Occasionally, it may be that the person is unable to clearly express their wishes (due to incapacity) and the advocacy worker will try to get to know the person and any other significant people involved in the person’s life to build a picture of what the person is likely to want, based on past experience. Where there is a non- instructed element in advocacy provision, our role is to represent a person’s likely views as if they were our own and make sure that all possible options are explored on their behalf, challenging decisions or seeking justification, where necessary.
Older People
We run a project aimed specifically at meeting the needs of older people in residential care homes. (OPA –Old People’s Outreach Project). This project sits alongside our Citizen Advocacy for Older People (CAFOP) project which matches older, isolated individuals in care homes or the community with a volunteer advocate who will develop a trusting, personalised relationship with the older person and ensure, again, that the older person’s rights and wishes are respected. The volunteer will also help the older person to maintain meaningful links with the wider community.
Generic Advocacy
Advocacy for All (AFA) is our generic advocacy service and provides issue-based, short term advocacy via a trained volunteer.
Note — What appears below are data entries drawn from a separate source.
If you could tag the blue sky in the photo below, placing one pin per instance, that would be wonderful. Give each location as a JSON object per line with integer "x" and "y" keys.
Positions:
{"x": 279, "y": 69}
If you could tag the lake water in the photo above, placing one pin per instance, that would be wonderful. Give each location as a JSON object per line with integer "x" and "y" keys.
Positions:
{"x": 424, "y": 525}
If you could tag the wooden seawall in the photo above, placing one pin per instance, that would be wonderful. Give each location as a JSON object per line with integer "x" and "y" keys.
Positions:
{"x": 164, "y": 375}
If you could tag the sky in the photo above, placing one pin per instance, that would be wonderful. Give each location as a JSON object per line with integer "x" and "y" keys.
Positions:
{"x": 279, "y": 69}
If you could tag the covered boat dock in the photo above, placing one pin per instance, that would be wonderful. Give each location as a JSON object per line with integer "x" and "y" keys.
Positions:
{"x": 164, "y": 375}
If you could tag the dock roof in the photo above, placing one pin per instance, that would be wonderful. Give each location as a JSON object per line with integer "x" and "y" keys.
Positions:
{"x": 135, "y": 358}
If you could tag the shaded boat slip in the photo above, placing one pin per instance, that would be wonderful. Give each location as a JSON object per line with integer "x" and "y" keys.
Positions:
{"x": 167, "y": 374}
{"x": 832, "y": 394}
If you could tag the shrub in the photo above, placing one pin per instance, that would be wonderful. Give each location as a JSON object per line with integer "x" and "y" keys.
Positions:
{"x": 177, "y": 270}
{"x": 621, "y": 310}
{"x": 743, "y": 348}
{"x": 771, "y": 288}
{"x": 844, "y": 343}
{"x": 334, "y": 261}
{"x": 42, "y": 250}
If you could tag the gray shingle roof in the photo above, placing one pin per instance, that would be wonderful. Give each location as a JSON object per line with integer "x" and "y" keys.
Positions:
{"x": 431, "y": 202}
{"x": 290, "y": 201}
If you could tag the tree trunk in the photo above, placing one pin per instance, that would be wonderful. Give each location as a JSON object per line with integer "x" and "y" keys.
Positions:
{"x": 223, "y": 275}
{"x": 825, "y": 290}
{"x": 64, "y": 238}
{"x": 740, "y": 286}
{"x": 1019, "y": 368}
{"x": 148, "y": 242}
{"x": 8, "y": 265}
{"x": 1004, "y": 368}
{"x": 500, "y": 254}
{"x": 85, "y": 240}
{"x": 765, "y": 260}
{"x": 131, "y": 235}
Together with the individual, the advocate explores varied and complex issues, including NHS complaints, care in the community issues, homelessness, access to care/carer assessments etc.
In addition to all of these, we are currently piloting two very innovative projects, unique to the Scottish Borders and, indeed, Scotland:
Young People
Our first is a Peer Advocacy project based in Peebles High School which matches excluded or isolated young people with additional support needs with a 5th or 6th year peer advocate who will help them make the transition from Primary 7 to High School or High School to further education, working alongside each other to make the school experience more inclusive and promoting young people’s rights.
We hope to be able to develop this project further by expanding into more of the Region’s High Schools in the future.
Families
Secondly, we have a dedicated worker supporting the families and parents of young people who are subject to child protection measures, ensuring that the parents are fully informed, consulted and included in decisions affecting the care of their children, make the process less traumatic.
This is an area of work we feel is of particular value and hope to expand its scope to include working with children themselves, either where they are affected by child protection issues or are involved with the Children’s Reporter/Children’s Panel.